Rand Paul's campaign fires back after Alison Lundergan Grimes weighs in on ballot issue

After getting walloped by incoming U.S. Senate Majority Leader Mitch McConnell in November, Democratic Secretary of State Alison Lundergan Grimes appears to be wading into a fight against Kentucky's other Republican senator.

Grimes told WHAS-TV in Louisville this week that if U.S. Sen.
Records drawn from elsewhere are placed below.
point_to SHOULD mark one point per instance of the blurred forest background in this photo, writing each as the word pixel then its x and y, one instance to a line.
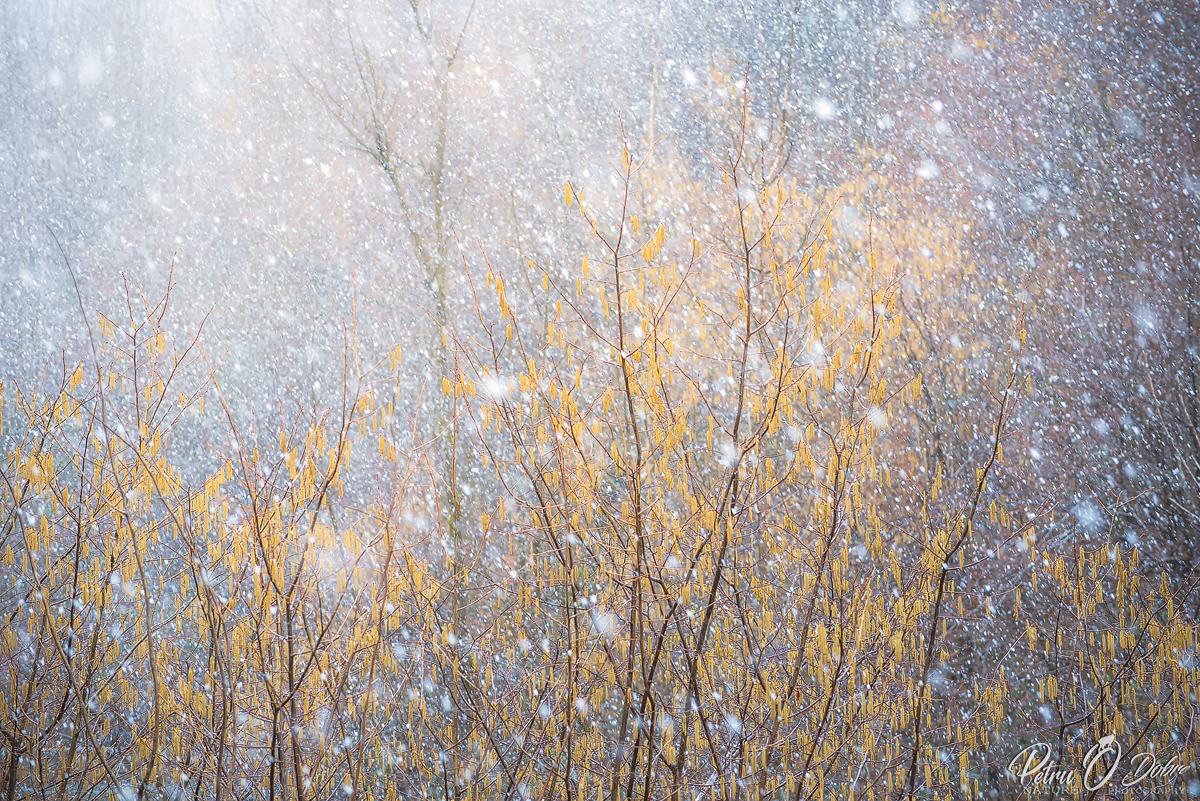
pixel 921 211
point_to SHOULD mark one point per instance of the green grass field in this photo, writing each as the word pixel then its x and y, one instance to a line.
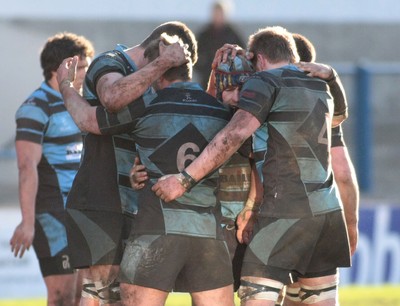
pixel 349 296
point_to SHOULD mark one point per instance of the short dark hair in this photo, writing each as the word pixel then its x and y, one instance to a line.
pixel 182 72
pixel 305 48
pixel 175 28
pixel 61 46
pixel 275 43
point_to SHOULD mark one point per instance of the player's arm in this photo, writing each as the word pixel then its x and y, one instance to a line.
pixel 225 143
pixel 346 180
pixel 81 111
pixel 28 158
pixel 336 88
pixel 116 91
pixel 246 218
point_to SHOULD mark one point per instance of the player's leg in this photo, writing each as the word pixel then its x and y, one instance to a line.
pixel 319 291
pixel 96 243
pixel 259 291
pixel 142 296
pixel 216 297
pixel 89 296
pixel 105 281
pixel 61 289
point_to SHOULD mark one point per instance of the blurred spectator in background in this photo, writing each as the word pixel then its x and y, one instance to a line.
pixel 211 37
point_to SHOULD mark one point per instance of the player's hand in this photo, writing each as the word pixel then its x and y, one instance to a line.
pixel 322 71
pixel 222 54
pixel 176 53
pixel 22 239
pixel 245 223
pixel 168 188
pixel 66 72
pixel 138 175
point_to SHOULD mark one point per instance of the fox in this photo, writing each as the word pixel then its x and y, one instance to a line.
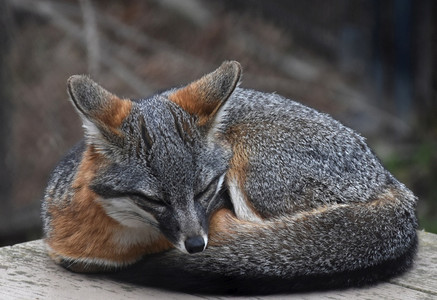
pixel 240 190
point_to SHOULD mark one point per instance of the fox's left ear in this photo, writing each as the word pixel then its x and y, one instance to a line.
pixel 205 96
pixel 102 112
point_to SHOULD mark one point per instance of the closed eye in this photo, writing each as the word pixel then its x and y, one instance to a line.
pixel 144 201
Rand Paul attempted to put his name on the 2016 ballot twice — once for re-election to his Senate seat and at the top of the ticket for the presidential nomination — she would take him to court.

"We'll look to the court for any guidance that is needed," Grimes said. "And at the end of the day, we're not going to be bullied."
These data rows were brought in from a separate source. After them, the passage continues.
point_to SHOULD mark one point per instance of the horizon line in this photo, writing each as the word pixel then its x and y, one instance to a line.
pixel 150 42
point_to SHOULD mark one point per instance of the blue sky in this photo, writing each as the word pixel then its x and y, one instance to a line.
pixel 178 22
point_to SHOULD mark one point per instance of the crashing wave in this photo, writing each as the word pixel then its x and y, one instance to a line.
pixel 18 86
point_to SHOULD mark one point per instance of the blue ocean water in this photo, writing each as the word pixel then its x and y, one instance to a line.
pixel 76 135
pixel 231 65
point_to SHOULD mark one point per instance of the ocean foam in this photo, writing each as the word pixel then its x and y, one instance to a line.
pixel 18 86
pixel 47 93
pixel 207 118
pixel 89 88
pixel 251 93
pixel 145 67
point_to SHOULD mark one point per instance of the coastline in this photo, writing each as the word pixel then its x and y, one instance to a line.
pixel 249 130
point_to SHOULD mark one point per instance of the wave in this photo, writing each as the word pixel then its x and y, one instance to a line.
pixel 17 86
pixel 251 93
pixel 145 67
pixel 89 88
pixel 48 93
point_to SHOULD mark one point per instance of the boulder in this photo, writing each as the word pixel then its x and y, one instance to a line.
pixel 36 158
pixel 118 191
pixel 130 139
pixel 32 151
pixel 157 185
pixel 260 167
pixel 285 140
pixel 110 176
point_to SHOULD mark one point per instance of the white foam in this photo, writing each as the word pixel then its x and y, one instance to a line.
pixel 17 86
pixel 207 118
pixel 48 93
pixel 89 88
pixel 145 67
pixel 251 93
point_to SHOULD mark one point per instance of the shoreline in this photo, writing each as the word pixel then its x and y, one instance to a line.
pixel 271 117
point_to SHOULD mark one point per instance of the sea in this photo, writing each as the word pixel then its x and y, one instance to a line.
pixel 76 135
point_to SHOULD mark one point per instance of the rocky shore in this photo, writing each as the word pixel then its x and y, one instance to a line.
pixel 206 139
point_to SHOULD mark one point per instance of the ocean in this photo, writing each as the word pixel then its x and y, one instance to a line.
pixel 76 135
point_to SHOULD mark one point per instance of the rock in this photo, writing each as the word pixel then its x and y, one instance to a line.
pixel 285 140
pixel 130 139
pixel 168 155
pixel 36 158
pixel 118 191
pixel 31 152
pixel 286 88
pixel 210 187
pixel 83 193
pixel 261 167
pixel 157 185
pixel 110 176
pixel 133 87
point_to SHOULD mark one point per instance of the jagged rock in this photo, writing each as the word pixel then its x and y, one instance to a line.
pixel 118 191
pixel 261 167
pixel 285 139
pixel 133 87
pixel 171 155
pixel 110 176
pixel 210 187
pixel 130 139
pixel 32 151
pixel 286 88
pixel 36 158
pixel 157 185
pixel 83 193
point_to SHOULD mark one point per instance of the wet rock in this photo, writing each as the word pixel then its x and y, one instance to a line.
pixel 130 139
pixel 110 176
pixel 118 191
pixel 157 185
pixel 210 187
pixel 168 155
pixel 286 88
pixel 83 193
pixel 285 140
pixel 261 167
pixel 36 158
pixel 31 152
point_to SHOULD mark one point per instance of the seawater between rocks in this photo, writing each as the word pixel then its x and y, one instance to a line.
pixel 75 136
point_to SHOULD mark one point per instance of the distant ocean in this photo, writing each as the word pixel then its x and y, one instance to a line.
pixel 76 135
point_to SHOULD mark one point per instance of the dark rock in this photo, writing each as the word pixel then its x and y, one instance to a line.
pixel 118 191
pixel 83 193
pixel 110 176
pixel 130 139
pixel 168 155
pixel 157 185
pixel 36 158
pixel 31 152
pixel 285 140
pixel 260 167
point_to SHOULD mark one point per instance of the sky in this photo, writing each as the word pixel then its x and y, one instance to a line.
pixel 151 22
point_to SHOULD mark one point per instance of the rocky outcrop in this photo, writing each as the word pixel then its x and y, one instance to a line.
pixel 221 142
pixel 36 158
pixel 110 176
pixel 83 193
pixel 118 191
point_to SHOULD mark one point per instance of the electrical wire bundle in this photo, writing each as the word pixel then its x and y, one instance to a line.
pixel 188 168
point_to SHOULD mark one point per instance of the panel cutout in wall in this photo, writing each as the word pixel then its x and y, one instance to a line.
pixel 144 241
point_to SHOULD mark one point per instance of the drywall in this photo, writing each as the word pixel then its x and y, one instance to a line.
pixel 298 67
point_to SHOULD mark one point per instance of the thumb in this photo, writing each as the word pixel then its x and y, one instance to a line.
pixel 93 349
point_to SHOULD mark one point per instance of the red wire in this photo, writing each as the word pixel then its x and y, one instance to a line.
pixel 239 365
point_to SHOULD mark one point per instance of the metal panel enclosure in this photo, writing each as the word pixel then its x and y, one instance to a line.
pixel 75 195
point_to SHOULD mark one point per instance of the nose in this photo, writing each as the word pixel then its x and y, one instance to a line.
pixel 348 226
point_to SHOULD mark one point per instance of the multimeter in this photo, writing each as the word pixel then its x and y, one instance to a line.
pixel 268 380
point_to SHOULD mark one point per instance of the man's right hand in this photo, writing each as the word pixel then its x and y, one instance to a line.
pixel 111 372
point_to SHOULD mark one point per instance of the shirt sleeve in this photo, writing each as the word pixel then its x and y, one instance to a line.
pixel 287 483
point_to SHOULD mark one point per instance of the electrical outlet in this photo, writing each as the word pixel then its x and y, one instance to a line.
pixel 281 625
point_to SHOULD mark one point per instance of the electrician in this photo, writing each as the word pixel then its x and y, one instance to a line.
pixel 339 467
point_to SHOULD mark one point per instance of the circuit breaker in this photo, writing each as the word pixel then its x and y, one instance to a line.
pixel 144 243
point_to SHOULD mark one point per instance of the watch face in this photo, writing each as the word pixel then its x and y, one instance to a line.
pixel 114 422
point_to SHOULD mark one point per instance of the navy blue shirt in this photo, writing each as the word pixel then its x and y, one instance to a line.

Paul's aides said they have had no contact with Grimes on the matter of Paul running for two offices at the same time.

Doug Stafford, Paul's top adviser, told the Herald-Leader on Thursday that it was "good to see her still fighting after such a huge loss."

"Maybe since she is talking again she can finally say whether or not she voted for President Obama," Stafford said.

Bradford Queen, a spokesman for Grimes, said Thursday that Grimes would "follow the law, which is clear that no candidate's name may appear on the ballot twice."

"As she has during her three years as secretary of state, she will administer the law and seek opinions from the courts when necessary," he said.

Grimes, who was unclear about her political plans during her interview with the Louisville station, was defeated by more than 15 points in last month's election.

By weighing in on the matter, Grimes might well have elevated herself to become the public face of opposition to Paul's efforts, which polling shows has divided Republicans.

Damon Thayer, the Republican majority floor leader in the state Senate, said Thursday that Grimes had "unnecessarily politicized" the issue and done so in a way that might rally Republicans around Paul.

"I think she's escalated the interest Republicans may have in the issue because she's clearly universally disliked in our party," Thayer said.

Thayer, who this year sponsored unsuccessful legislation that would have allowed Paul to run for both offices in 2016, said Grimes' comments "helped the cause."

"To me it sounded like she's still in campaign mode, and somebody ought to remind her that she lost the election and she's still secretary of state," he said.

Mike Ward, a former congressman from Louisville and a Grimes ally during the campaign, said Grimes simply was doing the job she was elected to do.

From a political standpoint, Ward said, "it's a good opportunity for her to be seen doing her job."